The Power of Attorney can basically be as broad or as limited as you want. For instance, if you’re going away on vacation and selling your house, you can designate Power of Attorney to someone to sign the papers for you. However, if you designate a Durable Power of Attorney, the agent will be authorized to act on your behalf for all financial matters, including when you become incapacitated (mentally incapable of making those decisions for yourself).
California recognizes “Springing Durable Powers of Attorney“, which means rather than taking effect immediately, it “springs” into action upon the occurrence of some designated trigger (which is often incapacitation).
An important note to discuss with your estate planning attorney is that some banks are reluctant to honor Springing POAs because of the ambiguity regarding when an individual is actually incapacitated. Consult with your attorney and check with your bank before deciding whether a Springing Durable POA is your best course of action.
It is always wise and prudent to prepare for events that, though they may be highly unlikely to occur, protect you and your family (and your assets) from a potentially complicated and unfortunate outcome. If you become unable to handle your own affairs, a Power of Attorney will allow someone else to do that in your place.

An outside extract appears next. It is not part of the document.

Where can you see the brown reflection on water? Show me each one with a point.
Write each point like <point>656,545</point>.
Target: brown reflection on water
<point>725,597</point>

If you wait until you become unable to handle your affairs, you may not be able to execute the power of attorney documents. A Conservatorship proceeding will then have to take place through the courts – a lengthy and cumbersome process.
Disclaimer: We are not attorneys. This is not to be taken as legal advice. Please consult your estate planning attorney for all matters related to Powers of Attorney and your comprehensive estate plan.